Cromwell in 1924 is depicted best by the panoramic photo taken in August of that year and on display in the Cromwell Post Office. Most of the buildings were related to drinking, gambling and prurient concerns. Layabouts hung around outside of pool halls and bars. Naked prostitutes lounged in windows and doorways. Murders went unsolved; bodies often lay in the street for hours. Drugs, even more than the then-prohibited alcohol, were the main cause for the malaise. A man named Killian reputedly ran organized crime, though he was a puppet for unknown Oklahoma City crime bosses. Even the local federal prohibition agent, Wiley Lynn, was generally accepted to be on the take. The Amerada oil derricks and tanks gave the rough and tumble town a perpetual smell of oil. The wooden buildings were soaked with oil.

Tilghman spent about six months a town marshal and made inroads into cleaning up the town. He had little or no help from the county sheriff. And Lynn, from the federal government, was a hindrance. He released more than one Tilghman arrestee before the seventy-year old marshal found out.

On Halloween night,1924, Tilghman, Deputy Hugh Sawyer, and businessman W.E. Sirmans were having coffee at Ma Murphy's cafÈ (adjacent to her reputed brothel) when a shot rang out.

Tilghman, whose cancer had made wearing a gunbelt intolerable, drew his Colt's .32 automatic from a vest pocket and went into the street to investigate. A drunken Wiley Lynn stood there, gun in hand. Brothel madam Rose Lutke was standing next to him. Another known prostitute, Eva Caton was sitting in Lynn's car with her date, a furloughed army sergeant.

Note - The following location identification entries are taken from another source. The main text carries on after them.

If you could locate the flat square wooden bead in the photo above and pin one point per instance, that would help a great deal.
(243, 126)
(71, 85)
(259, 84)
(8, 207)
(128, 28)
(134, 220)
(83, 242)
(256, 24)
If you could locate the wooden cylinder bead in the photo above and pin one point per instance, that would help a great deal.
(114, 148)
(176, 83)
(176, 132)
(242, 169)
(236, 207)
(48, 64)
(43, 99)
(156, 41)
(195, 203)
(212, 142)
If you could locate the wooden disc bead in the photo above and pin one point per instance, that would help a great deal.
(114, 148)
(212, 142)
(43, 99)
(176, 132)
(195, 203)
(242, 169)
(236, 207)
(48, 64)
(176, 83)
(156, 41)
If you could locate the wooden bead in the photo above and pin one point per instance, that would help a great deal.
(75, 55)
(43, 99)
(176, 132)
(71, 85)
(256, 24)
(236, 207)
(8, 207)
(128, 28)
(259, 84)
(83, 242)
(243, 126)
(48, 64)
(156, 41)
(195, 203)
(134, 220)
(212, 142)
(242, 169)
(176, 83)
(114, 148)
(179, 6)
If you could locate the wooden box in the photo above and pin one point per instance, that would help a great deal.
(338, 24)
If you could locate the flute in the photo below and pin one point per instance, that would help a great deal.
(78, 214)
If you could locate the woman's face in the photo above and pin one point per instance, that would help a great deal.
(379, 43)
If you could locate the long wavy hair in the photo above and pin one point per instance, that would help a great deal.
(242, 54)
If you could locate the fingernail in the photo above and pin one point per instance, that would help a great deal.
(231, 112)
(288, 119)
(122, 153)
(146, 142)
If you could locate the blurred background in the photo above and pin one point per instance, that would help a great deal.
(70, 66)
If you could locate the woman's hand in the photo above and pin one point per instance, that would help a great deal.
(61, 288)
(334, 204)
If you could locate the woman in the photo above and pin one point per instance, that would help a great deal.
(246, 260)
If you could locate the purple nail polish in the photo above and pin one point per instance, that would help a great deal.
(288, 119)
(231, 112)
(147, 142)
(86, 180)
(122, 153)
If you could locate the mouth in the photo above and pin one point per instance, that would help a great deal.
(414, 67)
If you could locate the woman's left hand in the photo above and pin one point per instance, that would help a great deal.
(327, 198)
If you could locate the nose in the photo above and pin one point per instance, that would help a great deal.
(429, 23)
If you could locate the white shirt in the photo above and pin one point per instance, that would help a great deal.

Tilghman clasped Lynn's gun hand while jamming his own automatic into Lynn's ribs. He yelled for Hugh Sawyer to disarm Lynn. Rose Lutke, Lynn and Tilghman stood body to body in the dark as the young deputy rushed towards them. Two shots rang out. Lutke started screaming. After a few seconds, Tilghman slumped against the wall. Lynn disarmed Sawyer, who had yelled "Wiley Lynn has shot the Marshal!" though he had been unable to actually see the incident.

Lynn and Lutke jumped in the car and sped off.

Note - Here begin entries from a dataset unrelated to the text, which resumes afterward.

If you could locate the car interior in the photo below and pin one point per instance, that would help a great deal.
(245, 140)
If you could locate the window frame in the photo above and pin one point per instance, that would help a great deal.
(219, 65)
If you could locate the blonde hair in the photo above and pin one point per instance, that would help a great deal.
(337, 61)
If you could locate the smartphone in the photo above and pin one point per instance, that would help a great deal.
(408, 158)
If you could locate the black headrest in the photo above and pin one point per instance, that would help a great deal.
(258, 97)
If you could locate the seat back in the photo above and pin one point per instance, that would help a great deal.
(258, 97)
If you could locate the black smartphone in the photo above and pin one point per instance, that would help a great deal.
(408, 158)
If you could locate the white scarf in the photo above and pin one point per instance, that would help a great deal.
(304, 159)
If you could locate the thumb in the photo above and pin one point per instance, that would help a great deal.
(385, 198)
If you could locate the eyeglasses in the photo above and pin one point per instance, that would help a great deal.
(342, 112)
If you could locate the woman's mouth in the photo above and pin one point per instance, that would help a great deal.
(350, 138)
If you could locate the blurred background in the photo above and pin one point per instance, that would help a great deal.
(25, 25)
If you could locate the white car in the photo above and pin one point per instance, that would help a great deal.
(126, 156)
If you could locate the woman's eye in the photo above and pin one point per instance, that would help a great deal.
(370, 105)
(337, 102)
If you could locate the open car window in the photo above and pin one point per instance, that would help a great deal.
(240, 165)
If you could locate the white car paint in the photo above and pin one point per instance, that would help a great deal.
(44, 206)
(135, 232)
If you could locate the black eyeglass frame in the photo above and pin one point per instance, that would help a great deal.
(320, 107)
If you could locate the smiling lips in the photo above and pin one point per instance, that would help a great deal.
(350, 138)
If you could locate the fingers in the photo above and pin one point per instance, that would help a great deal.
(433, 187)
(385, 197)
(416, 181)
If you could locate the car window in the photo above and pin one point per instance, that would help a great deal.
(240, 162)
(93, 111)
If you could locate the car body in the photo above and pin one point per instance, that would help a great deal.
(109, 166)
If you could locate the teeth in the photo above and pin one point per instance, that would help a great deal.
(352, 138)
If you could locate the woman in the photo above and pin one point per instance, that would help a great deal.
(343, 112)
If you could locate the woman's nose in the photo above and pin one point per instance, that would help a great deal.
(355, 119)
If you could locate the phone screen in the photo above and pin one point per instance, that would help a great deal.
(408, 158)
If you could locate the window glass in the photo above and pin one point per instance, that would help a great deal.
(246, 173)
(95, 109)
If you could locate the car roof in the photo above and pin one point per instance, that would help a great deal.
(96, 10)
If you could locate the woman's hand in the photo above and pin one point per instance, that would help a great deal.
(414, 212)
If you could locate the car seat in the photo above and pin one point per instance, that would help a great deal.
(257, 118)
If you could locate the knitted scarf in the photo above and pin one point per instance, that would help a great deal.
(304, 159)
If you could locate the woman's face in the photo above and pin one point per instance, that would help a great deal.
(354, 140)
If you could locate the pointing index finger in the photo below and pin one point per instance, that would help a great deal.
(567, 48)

William Matthew Tilghman died twenty minutes later on a sofa in the used furniture store next to Ma Murphy's. He had been hit twice in the left lung and bled to death internally.

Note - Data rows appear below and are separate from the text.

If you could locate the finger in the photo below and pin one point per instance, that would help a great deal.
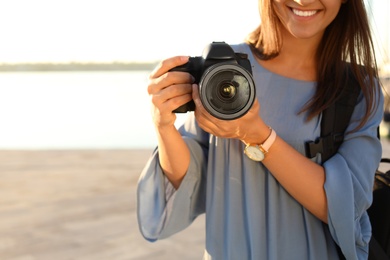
(168, 79)
(167, 65)
(171, 93)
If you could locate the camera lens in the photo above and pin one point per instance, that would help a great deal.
(227, 91)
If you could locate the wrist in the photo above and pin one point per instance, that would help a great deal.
(258, 136)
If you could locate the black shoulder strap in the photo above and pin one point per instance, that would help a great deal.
(334, 122)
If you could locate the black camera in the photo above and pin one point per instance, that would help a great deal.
(226, 86)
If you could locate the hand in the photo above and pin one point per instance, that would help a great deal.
(249, 128)
(168, 90)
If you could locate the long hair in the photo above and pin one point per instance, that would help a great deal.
(346, 40)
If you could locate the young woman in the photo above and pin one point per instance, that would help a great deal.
(285, 206)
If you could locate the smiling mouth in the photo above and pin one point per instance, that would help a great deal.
(303, 13)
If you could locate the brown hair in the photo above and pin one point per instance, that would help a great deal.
(346, 39)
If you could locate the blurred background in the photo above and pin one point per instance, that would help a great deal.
(75, 127)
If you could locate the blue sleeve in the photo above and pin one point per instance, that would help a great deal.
(349, 183)
(163, 211)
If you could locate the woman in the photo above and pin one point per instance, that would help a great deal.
(286, 206)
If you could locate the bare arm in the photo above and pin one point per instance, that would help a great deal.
(168, 91)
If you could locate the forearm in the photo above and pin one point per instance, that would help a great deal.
(301, 177)
(174, 154)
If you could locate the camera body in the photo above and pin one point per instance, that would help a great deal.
(226, 86)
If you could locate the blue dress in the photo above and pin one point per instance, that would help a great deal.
(249, 215)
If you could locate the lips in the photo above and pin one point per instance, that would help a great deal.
(303, 13)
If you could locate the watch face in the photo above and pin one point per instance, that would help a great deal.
(254, 153)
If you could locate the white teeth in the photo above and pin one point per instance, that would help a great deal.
(304, 13)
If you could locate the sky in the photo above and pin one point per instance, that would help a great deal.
(118, 30)
(129, 30)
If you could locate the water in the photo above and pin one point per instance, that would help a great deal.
(75, 110)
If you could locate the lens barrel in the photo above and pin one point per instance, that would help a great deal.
(227, 90)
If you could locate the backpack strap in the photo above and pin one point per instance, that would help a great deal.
(334, 122)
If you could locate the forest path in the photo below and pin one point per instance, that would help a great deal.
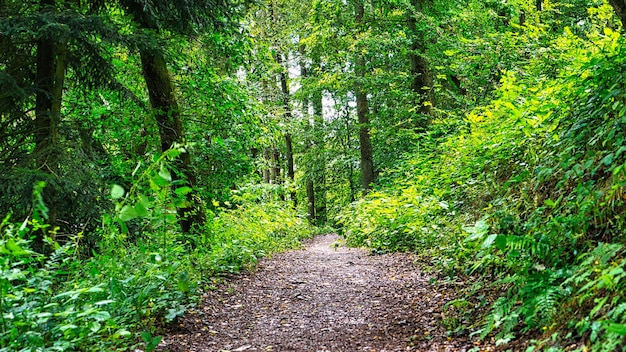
(321, 299)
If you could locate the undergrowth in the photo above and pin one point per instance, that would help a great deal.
(526, 199)
(133, 284)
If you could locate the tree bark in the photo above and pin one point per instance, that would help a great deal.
(284, 87)
(50, 78)
(620, 9)
(310, 193)
(167, 115)
(362, 108)
(422, 82)
(319, 166)
(310, 185)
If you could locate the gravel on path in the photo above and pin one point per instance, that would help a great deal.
(323, 298)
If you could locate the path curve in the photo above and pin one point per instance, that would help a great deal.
(321, 299)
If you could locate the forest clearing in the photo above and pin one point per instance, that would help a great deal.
(171, 172)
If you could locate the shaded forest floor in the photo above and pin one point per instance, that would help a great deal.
(322, 299)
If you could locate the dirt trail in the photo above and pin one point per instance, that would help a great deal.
(321, 299)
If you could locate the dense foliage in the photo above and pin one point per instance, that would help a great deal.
(147, 147)
(525, 195)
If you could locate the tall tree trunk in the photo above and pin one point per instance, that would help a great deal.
(50, 78)
(422, 80)
(167, 115)
(284, 87)
(310, 193)
(266, 166)
(310, 186)
(362, 109)
(620, 10)
(319, 157)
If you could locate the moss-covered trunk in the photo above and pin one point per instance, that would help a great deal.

Perhaps the most interesting aspects of his death were those things that happened afterwards.

Tilghman's body lay in state at the Oklahoma State Capitol.

One month later, the town of Cromwell was torched. No family homes were set afire, but every flophouse, bar, pool hall and brothel was leveled. It is said that the fire was retribution and was set by one of the "good guys."

Had it been a Cromwell resident, the fact would have come out in the ensuing three-quarters of a century. It is more likely that it was a Tilghman lawman friend, like Madsen or Long.

As reputedly promised by organized crime bosses, Lynn got the best jury, witnesses and counsel that money could buy. He was found not guilty. Key witnesses never showed up.

Rose Lutke disappeared.

In 1932, Wiley Lynn was killed in a shoot-out in a drug store in Madill by none other than Oklahoma Crime Bureau agent Crockett Long. Long and a teen-aged bystander also died.

At the onset of WW II, skeletons were found in the Amerada Oil tanks in Cromwell. Had the mystery of the whereabouts of Rose Lutke been solved?

I leave the reader with this final question about the death of my relative: three people were standing touching. If Lynn had fired not-immediately lethal shots, would not have the tough old lawman squeezed the trigger of the automatic he held against Lynn's ribs? Or, perhaps did the third person there--one whose brothel had been closed by Tilghman--fired the shots to get the price on the lawman's head? Was that why Tilghman did not shoot Lynn? I doubt that we will ever know for sure…

Marshal E.D. Nix observed that "Tilghman was the handsomest man I ever met."

Teddy Roosevelt said "Tilghman would charge Hell with a bucket."

Perhaps it was famed lawman Bat Masterson who summed it up best: "Tilghman was the greatest of us all."